Using the GX-1 at an Air Museum

I have a Panasonic GX-1. It was purchased on a whim because of a “deal of the day” advertisement that I saw online. The deal was too good to pass up!  The GX-1 showed up in a few days and I immediately started using it.  And then, it stayed unused in a camera bag.

My thought on getting the GX-1 was as a back up camera to my Olympus E-P3.  Both of these cameras are in the same class, Micro Four Thirds (MFT) and are known as mirrorless cameras.  Neither one has an optical or electronic viewfinder and you must rely on the LCD on the back of the camera for picture taking.  While not really pocketable, they are both much smaller than my DSLR (Canon 60D), and produce very nice images.  This type of camera is generally not very good at any type of fast action photography, but do quite well for just about anything else.

I really loved my Olympus E-P3, from the moment I first picked it up.  It felt solid and has a nice retro look.  I’ve taken some very nice photos with it too!  The E-P3 is starting to show its age, especially with its older 12mp sensor.  Low light high ISO capability was not really one of its strengths.  To counter that and work within this limitation, I kept the ISO low and put the E-P3 on a tripod in low light.  The solid build has come into play for me personally.  While out hiking with the E-P3, I slipped and fell – twice!  I came away with some scrapes and bruises, and so did the E-P3.  Nothing too serious but there are a couple of battle scars on it.  Other than the pop-up flash not working very well, the rest of it is just fine.

As for the GX-1, it doesn’t have a very solid feel and is definitely not retro.  The body doesn’t look bad, it just seems like it has more plastic than the E-P3.  Both the GX-1 and E-P3 have plenty of external controls and touch screens.  I’m kind of funny in that I don’t really care for the touch screens and turned them off.  The GX-1 is a very capable camera, and has a newer 16mp sensor and better low light, high ISO performance than the E-P3, and when I used it, found that it too produced some very nice images.  The other plus of having the GX-1 is that being a MFT camera, it could use all of the lenses that I currently had for the E-P3.  I just never really warmed up to it and didn’t use it, especially after getting my Olympus E-M5.

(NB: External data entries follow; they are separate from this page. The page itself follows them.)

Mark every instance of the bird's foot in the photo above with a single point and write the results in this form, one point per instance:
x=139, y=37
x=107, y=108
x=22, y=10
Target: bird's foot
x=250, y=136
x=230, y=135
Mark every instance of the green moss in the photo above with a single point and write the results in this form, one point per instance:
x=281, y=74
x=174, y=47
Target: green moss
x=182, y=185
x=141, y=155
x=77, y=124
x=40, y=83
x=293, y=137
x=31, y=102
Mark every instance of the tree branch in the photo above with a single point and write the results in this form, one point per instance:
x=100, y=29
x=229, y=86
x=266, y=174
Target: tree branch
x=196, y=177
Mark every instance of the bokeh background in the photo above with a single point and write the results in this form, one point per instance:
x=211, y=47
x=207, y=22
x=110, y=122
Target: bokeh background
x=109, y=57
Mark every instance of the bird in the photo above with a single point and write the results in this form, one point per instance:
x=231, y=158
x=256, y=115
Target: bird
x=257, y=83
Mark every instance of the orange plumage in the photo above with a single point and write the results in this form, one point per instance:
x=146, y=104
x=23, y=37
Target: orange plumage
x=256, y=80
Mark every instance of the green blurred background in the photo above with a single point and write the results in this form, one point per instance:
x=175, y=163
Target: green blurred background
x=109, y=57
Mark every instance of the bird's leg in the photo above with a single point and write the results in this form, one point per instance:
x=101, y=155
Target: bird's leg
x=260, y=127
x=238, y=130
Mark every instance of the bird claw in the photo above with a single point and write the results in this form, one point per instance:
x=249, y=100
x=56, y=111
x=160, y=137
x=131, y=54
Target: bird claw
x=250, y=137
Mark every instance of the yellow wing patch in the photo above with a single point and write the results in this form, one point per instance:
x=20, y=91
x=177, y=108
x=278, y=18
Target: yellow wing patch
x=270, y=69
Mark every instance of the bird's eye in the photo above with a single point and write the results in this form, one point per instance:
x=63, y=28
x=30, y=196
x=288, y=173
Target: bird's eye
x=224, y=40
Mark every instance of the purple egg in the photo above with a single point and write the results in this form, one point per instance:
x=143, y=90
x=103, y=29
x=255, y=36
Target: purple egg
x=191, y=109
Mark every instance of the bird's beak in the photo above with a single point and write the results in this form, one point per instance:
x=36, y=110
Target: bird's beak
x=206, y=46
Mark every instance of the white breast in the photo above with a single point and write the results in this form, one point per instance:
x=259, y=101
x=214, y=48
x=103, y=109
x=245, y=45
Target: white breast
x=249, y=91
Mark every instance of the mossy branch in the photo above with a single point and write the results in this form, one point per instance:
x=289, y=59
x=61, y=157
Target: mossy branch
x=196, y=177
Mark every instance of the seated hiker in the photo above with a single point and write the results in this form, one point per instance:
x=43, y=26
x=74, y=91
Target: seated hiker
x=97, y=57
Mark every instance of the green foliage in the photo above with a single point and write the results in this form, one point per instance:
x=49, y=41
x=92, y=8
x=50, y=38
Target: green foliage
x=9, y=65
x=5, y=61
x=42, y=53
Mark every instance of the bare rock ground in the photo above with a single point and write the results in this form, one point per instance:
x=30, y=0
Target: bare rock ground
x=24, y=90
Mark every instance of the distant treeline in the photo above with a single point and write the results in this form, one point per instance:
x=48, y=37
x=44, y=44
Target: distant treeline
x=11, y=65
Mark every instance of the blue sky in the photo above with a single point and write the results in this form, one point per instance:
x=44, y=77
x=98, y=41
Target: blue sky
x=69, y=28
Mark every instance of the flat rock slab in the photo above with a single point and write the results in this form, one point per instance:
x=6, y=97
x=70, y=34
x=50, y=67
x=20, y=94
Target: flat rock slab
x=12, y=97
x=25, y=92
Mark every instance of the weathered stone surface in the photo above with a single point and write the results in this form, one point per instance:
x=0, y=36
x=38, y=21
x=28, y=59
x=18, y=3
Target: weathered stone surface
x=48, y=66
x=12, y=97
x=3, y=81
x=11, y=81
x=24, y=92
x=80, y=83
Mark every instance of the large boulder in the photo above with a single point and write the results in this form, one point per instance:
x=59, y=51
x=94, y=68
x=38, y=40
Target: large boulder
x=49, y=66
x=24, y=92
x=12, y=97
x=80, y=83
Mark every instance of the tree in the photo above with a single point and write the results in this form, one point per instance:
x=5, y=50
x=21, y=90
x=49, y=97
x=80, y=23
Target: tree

A week or so ago, I was digging around in my camera bags and saw the GX-1.  I decided to get it out, dust it off, and give it another try.  One of the places that I enjoy walking around and using my cameras is the Planes of Fame Air Museum in Chino California.  It’s fairly close, and always has interesting subjects.  What better place to get re-acquainted with the GX-1!

To my surprise, I enjoyed using the GX-1 more this time than I had when I first got it.  I used my Olympus 17mm f/1.8 and 45mm f1/8 lenses and tried to capture images in a variety of conditions.  Nothing that I want to get too technical about, suffice it to say that there was quite an extreme difference in the indoor lights of the hangars and the harsh mid-day sun.  Not the most ideal shooting conditions, but very realistic.  You can’t always have an epic sunrise or sunset with deliciously warm, golden light.  Sometimes you have to work with what you have!

Here are some of the pictures from that day.  I had the GX-1 in aperture priority mode, and changed the aperture (f/stop) and ISO according to the brightness of the light.  I also set the camera to shoot RAW for the express purpose of post processing.  I know there are some that don’t like post processing, and that’s just fine for them.  Personally, I enjoy working on my photos and finding new methods for creating an image.  Sometimes it’s black and white, sometimes HDR, and other times just a few minor tweaks.  Since I don’t consider myself a journalist or documentarian, I have no problem with post processing.  But to each his own, it’s all good!

 

 

 

 

 

 

I’m very pleased with the GX-1, it was fun to use again.  It’s fairly small and easy to carry around.  I got used to changing settings and didn’t have to fumble around too much.  The RAW files provide good quality images with plenty of pixels for me to play with in post.  I think I’m going to keep it out and use it some more!  Unfortunately it has been discontinued by the manufacturer, but is still available if you look around.  I found it on Amazon – GX-1.